Whether you hold a personal retirement fund or are a member of a corporate pension plan, there will be greater emphasis on investing. Corporate pension plans are transitioning from defined benefit schemes to defined contribution schemes which place a higher responsibility on members for the quality of investment returns.

A 28-year-old can take greater risks in investing as compared to a 60-year-old. The younger person can take a greater chance in going after growth by investing in equity type investments. Investing in shares or through a mutual fund would be an attractive option. There is potential for higher return on the investment, yet there is likely higher risk exposure should the related business fail, or if the share value plummets. For the 28-year-old, even if there is a financial setback, youth provides the time and opportunity to fully rebuild in the years ahead.

On the other hand, a 60-year-old will tend to invest more in fixed income type investments like bonds and term deposits. This type of investment will ensure sure and steady retirement income which may be needed in retirement in order to maintain an acceptable lifestyle. Taking the risk of losing capital on an equity investment is not an option because there is little earning time left to recover.

Similarly, by say age 50, with proper planning, most of the drains on income such as the cost of the care and education of children will either be fully taken care of or well managed through funds properly set aside.

With release from these drains, additional funds may then be put towards one’s retirement plan. A personal retirement plan will help close the gap between National Insurance pension from work and what you will need to maintain the standard of living that has become the norm while at work.

Securing your future

Expecting and understanding this financial life cycle is important. It will provide the motivation to start saving early for long-term financial success. One can more easily avoid being a fast-track conspicuous spender during the youthful stage. It is up to you to create a vision of your financial future and whatever you would like it to be and work towards it.

Many single people with modest incomes have managed to eke out a desirable lifestyle during retirement by careful planning and having the motivation to stick to their plans. You can too. A careful consideration of your projected financial life cycle will help you to be realistic in planning and in leveraging whatever income you do earn.

It would be helpful for you to prepare your own life cycle chart based on where you currently are in your work life. Plot your age along the X axis and your income along the Y axis. Then make the projection of what you expect of your financial future over the rest of your life expectancy (a good assumption for your life expectancy can be based on your family history).

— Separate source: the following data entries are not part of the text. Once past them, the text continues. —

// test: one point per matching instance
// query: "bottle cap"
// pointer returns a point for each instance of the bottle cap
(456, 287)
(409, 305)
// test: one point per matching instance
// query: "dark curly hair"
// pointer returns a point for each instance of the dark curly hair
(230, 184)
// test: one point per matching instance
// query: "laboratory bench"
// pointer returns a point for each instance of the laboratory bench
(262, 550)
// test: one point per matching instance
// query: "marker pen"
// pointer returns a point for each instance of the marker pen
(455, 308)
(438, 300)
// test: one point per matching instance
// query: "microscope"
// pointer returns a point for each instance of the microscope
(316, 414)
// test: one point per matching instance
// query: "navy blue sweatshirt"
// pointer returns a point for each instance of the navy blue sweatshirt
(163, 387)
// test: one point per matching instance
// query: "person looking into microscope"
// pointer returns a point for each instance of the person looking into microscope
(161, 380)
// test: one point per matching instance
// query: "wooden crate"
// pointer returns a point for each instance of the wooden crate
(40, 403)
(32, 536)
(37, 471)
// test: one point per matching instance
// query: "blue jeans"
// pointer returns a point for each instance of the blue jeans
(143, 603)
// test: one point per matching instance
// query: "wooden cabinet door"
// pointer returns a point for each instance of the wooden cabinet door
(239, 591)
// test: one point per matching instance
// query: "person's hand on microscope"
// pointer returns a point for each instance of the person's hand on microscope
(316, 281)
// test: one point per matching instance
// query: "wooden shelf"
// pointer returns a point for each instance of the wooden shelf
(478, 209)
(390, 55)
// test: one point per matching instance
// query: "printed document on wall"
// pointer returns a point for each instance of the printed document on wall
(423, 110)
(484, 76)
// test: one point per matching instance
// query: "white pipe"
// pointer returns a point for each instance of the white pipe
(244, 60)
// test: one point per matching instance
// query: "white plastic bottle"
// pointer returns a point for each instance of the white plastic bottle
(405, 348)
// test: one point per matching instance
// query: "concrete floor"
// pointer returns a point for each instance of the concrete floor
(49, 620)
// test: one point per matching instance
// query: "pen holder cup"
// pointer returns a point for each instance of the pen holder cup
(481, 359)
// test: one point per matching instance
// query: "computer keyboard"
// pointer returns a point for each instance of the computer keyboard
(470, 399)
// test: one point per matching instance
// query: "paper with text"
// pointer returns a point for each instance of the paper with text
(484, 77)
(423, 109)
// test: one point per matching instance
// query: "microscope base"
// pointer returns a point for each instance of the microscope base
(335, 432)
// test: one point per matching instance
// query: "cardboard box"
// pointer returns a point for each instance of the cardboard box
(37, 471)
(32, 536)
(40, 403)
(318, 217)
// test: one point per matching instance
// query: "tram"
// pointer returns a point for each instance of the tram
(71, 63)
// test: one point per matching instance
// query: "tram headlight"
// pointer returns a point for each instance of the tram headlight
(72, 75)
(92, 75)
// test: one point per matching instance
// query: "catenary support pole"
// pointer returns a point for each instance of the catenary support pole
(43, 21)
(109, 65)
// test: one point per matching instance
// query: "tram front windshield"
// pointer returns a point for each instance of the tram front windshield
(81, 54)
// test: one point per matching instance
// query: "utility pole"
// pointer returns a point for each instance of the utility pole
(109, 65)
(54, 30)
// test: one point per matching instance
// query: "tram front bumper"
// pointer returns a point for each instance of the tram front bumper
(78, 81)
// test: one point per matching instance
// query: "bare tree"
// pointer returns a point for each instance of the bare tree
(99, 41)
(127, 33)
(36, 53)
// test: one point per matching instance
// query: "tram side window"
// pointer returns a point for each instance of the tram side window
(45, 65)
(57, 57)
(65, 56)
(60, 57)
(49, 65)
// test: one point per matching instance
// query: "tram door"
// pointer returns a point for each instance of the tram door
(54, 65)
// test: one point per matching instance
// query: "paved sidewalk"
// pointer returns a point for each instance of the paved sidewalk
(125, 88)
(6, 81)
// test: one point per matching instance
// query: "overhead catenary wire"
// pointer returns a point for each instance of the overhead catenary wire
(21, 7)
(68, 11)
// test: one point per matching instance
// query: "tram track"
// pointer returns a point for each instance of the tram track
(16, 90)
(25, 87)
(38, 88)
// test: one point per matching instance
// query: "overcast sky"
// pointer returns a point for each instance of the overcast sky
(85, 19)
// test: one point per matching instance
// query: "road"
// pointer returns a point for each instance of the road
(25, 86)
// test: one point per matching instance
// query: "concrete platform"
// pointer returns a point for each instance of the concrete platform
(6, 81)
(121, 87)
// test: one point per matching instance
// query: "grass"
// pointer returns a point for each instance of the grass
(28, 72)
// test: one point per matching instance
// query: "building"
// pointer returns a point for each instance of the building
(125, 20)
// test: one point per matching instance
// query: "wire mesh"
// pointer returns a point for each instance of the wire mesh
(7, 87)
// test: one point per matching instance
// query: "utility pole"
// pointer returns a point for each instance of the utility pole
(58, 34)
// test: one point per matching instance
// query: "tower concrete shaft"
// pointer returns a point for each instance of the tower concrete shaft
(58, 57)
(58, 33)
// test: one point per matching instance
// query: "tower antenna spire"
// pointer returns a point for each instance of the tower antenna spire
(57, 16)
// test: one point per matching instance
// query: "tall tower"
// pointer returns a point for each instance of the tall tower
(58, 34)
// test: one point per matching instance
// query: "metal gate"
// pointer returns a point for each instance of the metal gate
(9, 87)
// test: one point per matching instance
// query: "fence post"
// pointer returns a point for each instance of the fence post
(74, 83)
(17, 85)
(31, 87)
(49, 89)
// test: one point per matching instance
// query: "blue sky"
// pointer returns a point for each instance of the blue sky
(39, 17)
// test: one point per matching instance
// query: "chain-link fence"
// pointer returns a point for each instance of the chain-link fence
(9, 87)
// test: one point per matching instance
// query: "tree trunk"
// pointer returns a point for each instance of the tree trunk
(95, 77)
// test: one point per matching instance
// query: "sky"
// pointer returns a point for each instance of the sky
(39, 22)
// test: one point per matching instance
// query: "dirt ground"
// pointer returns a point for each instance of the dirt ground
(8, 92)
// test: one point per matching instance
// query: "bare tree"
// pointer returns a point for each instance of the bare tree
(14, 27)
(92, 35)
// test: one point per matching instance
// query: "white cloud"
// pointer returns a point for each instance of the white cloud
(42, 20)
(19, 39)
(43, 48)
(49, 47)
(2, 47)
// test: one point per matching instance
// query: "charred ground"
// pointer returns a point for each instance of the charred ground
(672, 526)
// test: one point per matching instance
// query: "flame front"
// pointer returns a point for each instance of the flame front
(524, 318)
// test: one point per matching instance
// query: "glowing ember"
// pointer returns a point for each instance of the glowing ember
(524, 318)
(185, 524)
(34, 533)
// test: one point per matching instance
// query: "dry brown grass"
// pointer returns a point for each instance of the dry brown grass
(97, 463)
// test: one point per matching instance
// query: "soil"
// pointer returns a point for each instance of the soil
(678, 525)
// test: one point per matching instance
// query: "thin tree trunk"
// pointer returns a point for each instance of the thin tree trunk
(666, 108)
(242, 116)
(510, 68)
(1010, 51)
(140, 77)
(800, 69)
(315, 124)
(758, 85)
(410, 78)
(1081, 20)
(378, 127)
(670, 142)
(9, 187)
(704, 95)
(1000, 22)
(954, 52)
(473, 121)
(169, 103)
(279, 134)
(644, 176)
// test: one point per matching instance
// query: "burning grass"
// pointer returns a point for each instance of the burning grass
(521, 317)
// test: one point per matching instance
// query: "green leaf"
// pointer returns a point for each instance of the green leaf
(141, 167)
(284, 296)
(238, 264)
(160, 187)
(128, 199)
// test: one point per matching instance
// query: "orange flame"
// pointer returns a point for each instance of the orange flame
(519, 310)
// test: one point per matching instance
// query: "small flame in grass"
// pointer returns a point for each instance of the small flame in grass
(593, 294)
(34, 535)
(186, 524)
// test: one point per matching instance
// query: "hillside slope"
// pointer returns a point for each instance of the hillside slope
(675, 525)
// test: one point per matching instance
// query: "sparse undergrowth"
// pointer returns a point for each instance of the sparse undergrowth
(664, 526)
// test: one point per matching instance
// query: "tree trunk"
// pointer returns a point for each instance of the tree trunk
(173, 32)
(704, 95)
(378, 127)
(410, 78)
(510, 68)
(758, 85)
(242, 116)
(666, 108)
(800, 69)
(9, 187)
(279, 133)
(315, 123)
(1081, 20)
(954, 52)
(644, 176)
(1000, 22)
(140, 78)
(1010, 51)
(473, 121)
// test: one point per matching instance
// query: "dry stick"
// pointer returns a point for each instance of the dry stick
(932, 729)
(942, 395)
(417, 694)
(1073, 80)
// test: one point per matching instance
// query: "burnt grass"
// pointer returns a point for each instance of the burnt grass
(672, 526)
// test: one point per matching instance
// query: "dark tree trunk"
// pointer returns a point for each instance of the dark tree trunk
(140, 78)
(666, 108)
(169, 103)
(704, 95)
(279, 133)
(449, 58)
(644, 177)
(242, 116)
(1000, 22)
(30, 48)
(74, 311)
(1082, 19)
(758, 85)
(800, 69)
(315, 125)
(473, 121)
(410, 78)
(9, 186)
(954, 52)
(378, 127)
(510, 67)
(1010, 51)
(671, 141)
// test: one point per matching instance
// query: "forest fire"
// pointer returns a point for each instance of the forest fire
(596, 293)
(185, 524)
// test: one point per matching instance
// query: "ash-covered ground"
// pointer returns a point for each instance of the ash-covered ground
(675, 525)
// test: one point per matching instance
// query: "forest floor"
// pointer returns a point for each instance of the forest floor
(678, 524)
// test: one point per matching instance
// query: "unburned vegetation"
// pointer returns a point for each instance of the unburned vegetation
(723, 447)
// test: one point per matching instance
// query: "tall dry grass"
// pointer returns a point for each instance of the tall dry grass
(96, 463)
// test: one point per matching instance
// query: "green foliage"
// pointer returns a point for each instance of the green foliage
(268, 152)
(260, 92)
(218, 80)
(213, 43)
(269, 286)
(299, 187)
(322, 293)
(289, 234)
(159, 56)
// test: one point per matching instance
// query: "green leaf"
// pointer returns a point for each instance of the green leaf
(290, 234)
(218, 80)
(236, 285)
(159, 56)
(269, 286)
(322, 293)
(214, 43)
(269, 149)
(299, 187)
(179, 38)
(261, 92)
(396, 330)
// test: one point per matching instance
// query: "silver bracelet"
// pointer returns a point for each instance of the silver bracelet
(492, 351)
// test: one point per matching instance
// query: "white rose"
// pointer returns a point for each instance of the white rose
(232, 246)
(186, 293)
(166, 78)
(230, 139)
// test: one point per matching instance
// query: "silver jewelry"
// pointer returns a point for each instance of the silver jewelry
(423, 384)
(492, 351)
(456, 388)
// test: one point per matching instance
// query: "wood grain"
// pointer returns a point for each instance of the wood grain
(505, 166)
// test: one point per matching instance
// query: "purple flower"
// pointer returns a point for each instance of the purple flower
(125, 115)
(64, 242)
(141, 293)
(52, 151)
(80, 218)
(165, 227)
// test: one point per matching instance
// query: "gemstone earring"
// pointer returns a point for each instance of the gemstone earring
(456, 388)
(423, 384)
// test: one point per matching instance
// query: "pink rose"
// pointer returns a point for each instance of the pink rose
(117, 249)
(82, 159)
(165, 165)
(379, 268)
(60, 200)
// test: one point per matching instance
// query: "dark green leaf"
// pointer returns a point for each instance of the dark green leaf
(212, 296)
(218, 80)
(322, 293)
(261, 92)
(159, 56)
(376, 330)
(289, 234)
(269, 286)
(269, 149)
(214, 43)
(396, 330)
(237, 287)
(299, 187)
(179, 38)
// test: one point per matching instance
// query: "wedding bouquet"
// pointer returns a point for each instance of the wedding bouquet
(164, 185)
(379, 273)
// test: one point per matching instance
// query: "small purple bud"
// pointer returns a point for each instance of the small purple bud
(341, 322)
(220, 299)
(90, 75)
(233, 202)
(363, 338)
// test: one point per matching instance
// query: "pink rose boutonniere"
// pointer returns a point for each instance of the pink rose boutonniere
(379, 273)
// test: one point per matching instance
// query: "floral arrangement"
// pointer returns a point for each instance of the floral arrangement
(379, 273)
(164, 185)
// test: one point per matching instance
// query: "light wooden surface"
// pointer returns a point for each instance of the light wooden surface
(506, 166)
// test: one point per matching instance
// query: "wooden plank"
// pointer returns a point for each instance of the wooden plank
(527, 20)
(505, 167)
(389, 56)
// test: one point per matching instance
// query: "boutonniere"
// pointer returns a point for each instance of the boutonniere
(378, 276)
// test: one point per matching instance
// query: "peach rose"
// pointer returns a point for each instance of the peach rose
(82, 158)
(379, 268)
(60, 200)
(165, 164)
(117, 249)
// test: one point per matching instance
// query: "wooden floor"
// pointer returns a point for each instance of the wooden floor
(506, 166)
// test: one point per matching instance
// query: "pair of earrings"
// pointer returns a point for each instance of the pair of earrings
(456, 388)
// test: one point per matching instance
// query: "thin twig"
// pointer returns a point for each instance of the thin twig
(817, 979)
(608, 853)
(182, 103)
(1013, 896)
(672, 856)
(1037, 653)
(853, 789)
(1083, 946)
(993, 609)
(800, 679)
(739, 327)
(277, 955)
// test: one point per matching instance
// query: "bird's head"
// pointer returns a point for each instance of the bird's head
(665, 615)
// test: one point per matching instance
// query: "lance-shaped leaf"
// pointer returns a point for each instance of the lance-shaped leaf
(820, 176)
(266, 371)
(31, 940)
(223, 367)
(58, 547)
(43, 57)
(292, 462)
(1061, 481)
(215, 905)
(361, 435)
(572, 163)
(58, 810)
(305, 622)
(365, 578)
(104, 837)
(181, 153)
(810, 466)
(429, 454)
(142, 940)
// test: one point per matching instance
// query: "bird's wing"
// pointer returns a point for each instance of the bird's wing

Finally, extend your personal financial planning by estimating how you can hold on to as much of that income as possible towards strengthening your position of being comfortable during retirement. Even better would be planning to increase your annual rate of earning income in order to have a larger sum that can contribute to increasing your comfort level during retirement.

Your rate of income may be increased by getting a better job, getting better qualifications, moonlighting, training which will allow you to do a better job, or by working for yourself. However, a change in employer may affect your pension benefits, so you need to weigh these options.

The main point is that your attempt to examine your financial life cycle should assist in making your retirement years less financially stressful, as well as in releasing greater motivation towards achieving your most daring financial goals.


• Louise Fairsave is a personal financial management adviser, providing practical advice on money and estate matters. Her advice
is general 
in nature; readers should seek advice about their specific circumstances.